Security audit trails can play an important role in the security program for a computer system. As they are presently structured, they are useful primarily in detecting unauthorized access to files. The currently collected customer audit trails are designed to detect unauthorized access to a dataset by user identifiers. However, it is evident that such audit trails are not complete. Users (particularly ADP “personnel” with direct programming access to datasets) may operate at a level of control that bypasses the application level auditing and access controls. In other systems, particularly data management systems, the normal mode of access is expected to be interactive. Programmers with the ability to use access method primitives can frequently access database files directly without leaving any trace in the application access control and audit logs. Under the circumstances, such audit trail concepts can do little more than attempt to detect frontal attacks on some system resource. Security audit trails can play an important role in a security program for a computer system.
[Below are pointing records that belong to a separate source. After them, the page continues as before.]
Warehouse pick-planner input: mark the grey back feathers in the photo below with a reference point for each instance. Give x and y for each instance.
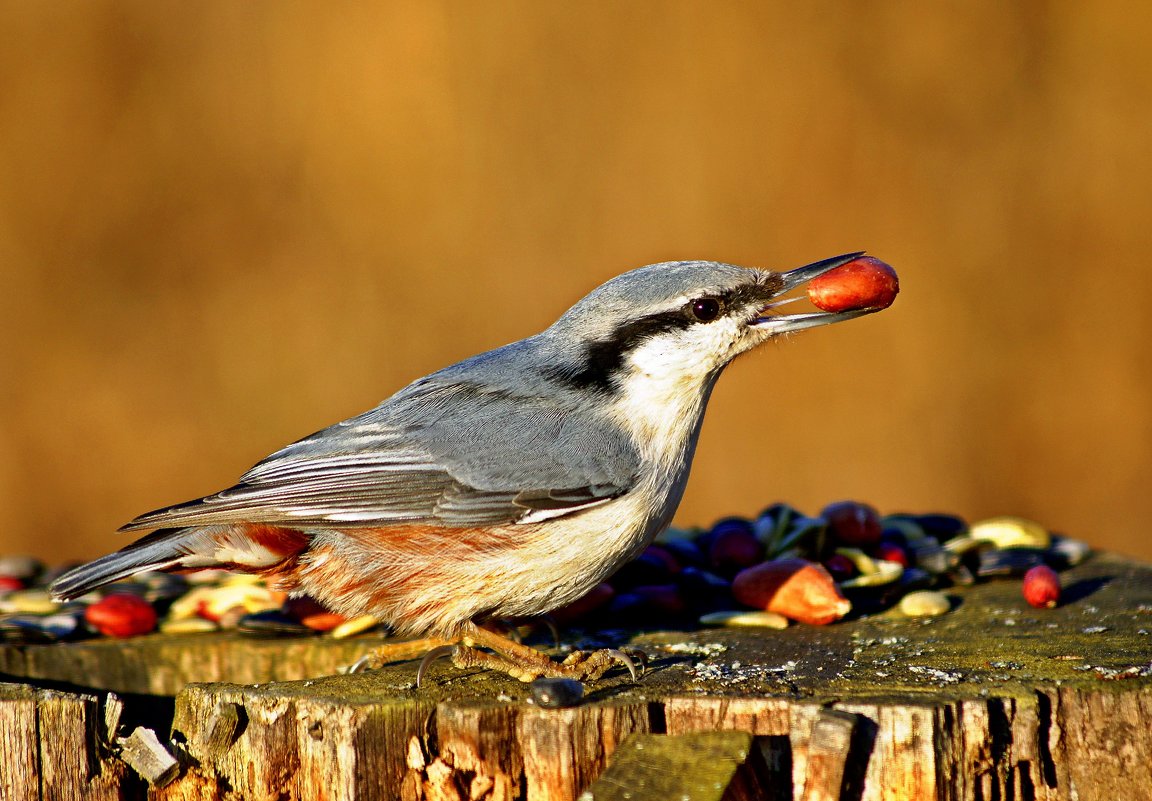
(510, 435)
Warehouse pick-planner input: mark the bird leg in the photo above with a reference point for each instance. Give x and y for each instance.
(505, 656)
(398, 651)
(524, 663)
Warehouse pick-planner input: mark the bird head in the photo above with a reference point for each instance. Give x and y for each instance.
(680, 320)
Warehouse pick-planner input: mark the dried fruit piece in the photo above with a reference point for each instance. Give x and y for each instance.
(794, 588)
(121, 614)
(1010, 531)
(865, 282)
(744, 619)
(1041, 587)
(924, 604)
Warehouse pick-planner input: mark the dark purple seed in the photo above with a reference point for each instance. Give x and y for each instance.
(272, 624)
(555, 693)
(1009, 561)
(944, 527)
(686, 552)
(734, 549)
(704, 590)
(840, 567)
(853, 523)
(648, 568)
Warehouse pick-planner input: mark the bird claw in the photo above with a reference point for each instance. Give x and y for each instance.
(369, 662)
(580, 665)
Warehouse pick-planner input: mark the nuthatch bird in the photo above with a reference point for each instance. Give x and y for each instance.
(502, 486)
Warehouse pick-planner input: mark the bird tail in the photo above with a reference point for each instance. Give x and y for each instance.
(250, 548)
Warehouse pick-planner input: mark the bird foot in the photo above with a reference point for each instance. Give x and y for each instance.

As audit trails are presently structured on most machines, they are only useful primarily in detecting unauthorized access to files. For those computers which have no access control mechanisms built into the primary operating systems, the audit trail bears the burden of detecting unauthorized access to system resources. As access control mechanisms are installed in the operating systems, the need for security audit trail data will be even greater: it will not only be able to record attempted unauthorized access, but will be virtually the only method by which user actions which are authorized but excessive can be detected.
Summary
In computer installations in general, security audit trails, if taken, are rarely complete and almost never geared to the needs of the security officers whose responsibility it is to protect ADP assets. The balance of this report outlines the considerations and general design of a system which provides an initial set of tools to computer system security officers for use in their jobs. The discussion does not suggest the elimination of any existing security audit data collection and distribution. Rather it suggests augmenting any such schemes with information for the security personnel directly involved.